僕がしおにできること。

僕がしおにできること。


クロ(Youtube)
「ペットを飼う時には、先に死んでしまうのをちゃんと理解して、心構えをしておくべき。」こんなフレーズを聞いた事のある方もいらっしゃると思います。
僕の場合、「溺愛している」ので、しおがいなくなったら大変なことになっちゃうんじゃないの?と周りに言われることがしばしばです‥。
ペットをなくす時の心構えってなんだろう、と考えてみましたが、そんな心構えはきっと僕にはできないと思います。
過去に「ムク」という名づけた犬を飼ったことがあります。とても頭のよい穏やかな雑種でした。僕が8歳の時に気に入ってもらってきて、24歳になるまでの間生き続けました。そんな経験があるので、ペットが先に死んで行くというのは理解しているつもりです。

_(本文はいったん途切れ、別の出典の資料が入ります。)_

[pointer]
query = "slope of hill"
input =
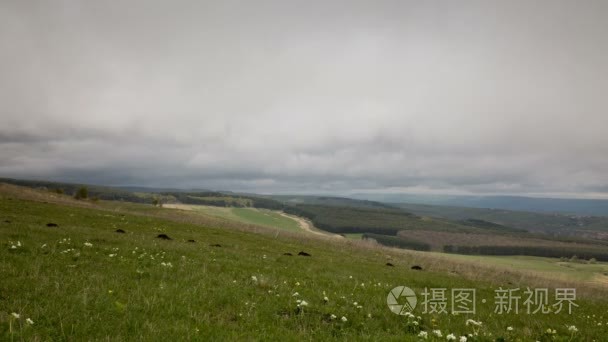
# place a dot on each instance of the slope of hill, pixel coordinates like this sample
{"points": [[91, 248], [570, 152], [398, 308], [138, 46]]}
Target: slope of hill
{"points": [[587, 207], [554, 224]]}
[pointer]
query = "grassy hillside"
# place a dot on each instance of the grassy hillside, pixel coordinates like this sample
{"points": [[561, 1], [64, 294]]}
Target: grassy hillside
{"points": [[83, 281]]}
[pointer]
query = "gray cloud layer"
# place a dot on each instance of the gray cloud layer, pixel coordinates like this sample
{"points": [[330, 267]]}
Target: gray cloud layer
{"points": [[471, 96]]}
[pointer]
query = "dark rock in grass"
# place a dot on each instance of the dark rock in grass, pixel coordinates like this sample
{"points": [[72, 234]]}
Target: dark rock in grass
{"points": [[163, 237]]}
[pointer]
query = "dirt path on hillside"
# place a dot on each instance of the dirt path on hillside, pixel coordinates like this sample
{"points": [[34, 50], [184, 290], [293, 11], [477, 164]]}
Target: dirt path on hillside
{"points": [[308, 226]]}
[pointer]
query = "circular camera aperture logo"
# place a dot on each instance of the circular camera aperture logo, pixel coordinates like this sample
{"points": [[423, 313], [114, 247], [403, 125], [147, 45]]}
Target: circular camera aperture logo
{"points": [[401, 300]]}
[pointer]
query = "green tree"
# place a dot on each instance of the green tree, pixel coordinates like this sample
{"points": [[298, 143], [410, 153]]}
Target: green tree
{"points": [[82, 193]]}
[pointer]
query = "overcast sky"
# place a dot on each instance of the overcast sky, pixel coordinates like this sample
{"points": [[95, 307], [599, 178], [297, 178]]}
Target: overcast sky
{"points": [[310, 96]]}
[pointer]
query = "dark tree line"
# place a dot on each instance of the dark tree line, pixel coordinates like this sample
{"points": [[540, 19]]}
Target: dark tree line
{"points": [[549, 252]]}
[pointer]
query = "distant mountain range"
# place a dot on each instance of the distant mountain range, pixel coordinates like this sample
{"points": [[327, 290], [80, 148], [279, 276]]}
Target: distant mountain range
{"points": [[593, 207]]}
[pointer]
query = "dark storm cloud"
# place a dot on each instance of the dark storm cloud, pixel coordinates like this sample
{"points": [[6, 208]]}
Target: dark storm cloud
{"points": [[468, 96]]}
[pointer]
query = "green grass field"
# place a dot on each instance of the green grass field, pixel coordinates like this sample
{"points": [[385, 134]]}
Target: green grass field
{"points": [[83, 281], [261, 217], [550, 267]]}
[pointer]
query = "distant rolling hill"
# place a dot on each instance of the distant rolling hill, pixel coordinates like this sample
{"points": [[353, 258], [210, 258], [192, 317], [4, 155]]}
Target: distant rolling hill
{"points": [[594, 207]]}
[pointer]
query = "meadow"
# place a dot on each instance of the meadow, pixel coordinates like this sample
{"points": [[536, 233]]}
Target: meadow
{"points": [[81, 280]]}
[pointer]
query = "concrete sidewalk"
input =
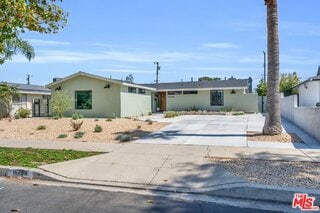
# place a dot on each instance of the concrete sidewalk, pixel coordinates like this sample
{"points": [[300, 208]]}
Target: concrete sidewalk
{"points": [[173, 166]]}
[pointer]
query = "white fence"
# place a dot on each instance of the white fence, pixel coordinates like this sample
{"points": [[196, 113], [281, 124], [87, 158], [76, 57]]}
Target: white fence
{"points": [[307, 118]]}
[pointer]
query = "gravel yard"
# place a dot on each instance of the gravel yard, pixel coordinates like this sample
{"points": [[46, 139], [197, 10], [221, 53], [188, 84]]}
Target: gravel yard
{"points": [[282, 138], [26, 129], [281, 173]]}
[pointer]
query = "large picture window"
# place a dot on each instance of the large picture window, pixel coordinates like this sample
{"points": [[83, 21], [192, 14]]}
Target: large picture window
{"points": [[217, 98], [84, 99]]}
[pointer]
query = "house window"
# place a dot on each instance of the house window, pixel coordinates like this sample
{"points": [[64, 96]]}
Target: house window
{"points": [[217, 98], [141, 91], [84, 99], [190, 92], [132, 90], [174, 92], [19, 99]]}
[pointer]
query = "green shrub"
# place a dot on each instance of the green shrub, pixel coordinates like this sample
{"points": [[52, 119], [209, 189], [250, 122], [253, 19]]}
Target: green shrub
{"points": [[98, 128], [228, 109], [61, 103], [42, 127], [124, 137], [76, 124], [76, 116], [22, 113], [63, 136], [78, 135], [238, 113], [171, 114], [56, 117]]}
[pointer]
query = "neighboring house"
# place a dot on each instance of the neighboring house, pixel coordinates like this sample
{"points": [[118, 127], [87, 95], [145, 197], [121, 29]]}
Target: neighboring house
{"points": [[96, 96], [205, 95], [32, 97], [309, 91]]}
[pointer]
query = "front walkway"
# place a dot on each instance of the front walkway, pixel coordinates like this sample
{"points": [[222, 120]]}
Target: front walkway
{"points": [[217, 130]]}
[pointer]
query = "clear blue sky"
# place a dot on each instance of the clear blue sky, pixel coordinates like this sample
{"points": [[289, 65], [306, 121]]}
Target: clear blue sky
{"points": [[189, 38]]}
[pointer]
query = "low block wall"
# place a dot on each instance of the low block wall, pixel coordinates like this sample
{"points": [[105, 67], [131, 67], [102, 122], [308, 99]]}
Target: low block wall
{"points": [[307, 118]]}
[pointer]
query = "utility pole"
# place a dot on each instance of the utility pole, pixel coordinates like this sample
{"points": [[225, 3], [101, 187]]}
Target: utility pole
{"points": [[157, 73], [264, 66], [28, 79], [264, 77]]}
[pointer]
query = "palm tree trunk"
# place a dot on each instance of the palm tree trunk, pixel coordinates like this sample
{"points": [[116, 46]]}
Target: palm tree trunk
{"points": [[272, 124]]}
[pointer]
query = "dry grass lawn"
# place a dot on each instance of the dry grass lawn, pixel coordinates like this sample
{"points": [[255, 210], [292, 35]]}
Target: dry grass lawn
{"points": [[26, 129]]}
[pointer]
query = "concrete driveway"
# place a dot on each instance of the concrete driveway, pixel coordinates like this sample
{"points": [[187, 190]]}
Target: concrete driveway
{"points": [[203, 130]]}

だけれども、今でもペットの死に対して心構えをするというのは僕にはできません。
たとえばしおがいなくなった時に、落ち込まないように、ペットロスにならないように、今から感情を抑えることでしょうか。それとも、しおがいなくなる日を常に想像して、その感情に慣れることでしょうか。それとも、感情がこみ上げないように無関心になることでしょうか。
どれも僕には無理です。
そして僕にとって、どれも意味のないことに思えます。なぜならそれは飼い主としての自分を感情を守ることで、しおを守ることではないからです。したがって、仮に「死んじゃったらかわいそう」と思うならば、それはペットではなくて「飼い主の自分がかわいそう」ということに他なりません。

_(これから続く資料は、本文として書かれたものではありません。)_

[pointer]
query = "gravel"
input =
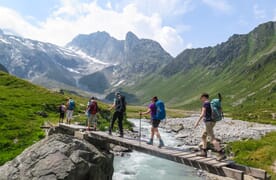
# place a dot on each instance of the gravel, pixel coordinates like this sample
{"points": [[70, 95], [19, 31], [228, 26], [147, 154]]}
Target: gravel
{"points": [[227, 130]]}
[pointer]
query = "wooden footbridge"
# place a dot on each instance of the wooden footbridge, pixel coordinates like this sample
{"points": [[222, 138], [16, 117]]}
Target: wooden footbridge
{"points": [[211, 165]]}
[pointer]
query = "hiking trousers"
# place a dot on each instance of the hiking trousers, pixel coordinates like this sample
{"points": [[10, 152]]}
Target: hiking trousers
{"points": [[120, 117]]}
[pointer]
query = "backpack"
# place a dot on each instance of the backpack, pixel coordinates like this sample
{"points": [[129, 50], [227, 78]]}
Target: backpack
{"points": [[71, 104], [123, 104], [216, 107], [93, 108], [160, 110], [62, 108]]}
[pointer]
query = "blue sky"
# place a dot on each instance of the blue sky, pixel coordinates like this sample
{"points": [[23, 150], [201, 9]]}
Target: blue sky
{"points": [[175, 24]]}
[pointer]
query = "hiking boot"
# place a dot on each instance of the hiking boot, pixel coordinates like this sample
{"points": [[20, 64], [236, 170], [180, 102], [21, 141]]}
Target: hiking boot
{"points": [[202, 153], [221, 155], [161, 143], [150, 142]]}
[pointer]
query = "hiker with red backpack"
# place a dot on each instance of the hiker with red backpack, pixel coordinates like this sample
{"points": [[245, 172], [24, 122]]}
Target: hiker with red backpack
{"points": [[211, 112], [157, 111], [70, 106], [119, 105], [62, 110], [92, 110]]}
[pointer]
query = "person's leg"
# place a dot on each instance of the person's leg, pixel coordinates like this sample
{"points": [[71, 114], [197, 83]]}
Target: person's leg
{"points": [[216, 143], [89, 121], [203, 149], [62, 116], [115, 115], [156, 125], [94, 122], [67, 117], [120, 123], [212, 136], [150, 142], [70, 116]]}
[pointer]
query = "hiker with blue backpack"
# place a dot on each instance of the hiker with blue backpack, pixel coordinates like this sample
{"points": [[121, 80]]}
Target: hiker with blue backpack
{"points": [[70, 106], [158, 113], [211, 112]]}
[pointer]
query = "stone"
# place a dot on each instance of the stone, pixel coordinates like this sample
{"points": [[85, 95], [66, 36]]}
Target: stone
{"points": [[177, 128], [60, 156]]}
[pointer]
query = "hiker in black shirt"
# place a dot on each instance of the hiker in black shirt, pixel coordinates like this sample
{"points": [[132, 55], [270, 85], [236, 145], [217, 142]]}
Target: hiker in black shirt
{"points": [[120, 107]]}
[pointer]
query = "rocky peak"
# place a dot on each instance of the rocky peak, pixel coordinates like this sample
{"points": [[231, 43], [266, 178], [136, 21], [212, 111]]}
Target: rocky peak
{"points": [[60, 157]]}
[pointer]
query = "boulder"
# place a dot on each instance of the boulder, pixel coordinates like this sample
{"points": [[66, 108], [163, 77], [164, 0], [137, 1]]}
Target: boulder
{"points": [[177, 128], [59, 156]]}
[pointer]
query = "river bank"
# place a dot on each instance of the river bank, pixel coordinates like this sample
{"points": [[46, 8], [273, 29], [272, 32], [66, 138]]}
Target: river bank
{"points": [[179, 132], [227, 130]]}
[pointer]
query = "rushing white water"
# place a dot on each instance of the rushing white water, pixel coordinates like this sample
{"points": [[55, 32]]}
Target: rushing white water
{"points": [[139, 166]]}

僕は、しおがいなくなったら当然ペットロスになると思います。だけれども、そうなってしまう自分を今から心配することは僕にとっては全く重要ではありません。誤解のないように付け足しておくと、僕はしおの死を考えないようにしているということではありません。むしろ必ずやって来る死を意識するからこそ、その日の自分を心配するのではなくて、今現在のしおの一瞬を大切にしてあげることの方が重要だと思うのです。
どうすればしおの短い一生で、しおがこの世を去る時に「しあわせだった‥おきゃん」と思えるように大切にしてあげられるのでしょう。僕は家族や友人、仕事や趣味など、自分の人生を取り巻くものがたくさんあり、自分で幸せを追い求められます。でも、しおには選択肢がありません。しおには僕だけしかいません。その一生は僕がすべて、という、野生からはかけ離れたとても特殊な環境にいます。だから僕がしおを幸せにしてやる以外にありません。
今も僕の膝の上でスヤスヤと眠っています。
その呼吸も、鼓動も、僕よりずっと速い。
こうして一人と一匹で共有する時間は、
しおの中で僕よりもずっと早く流れています。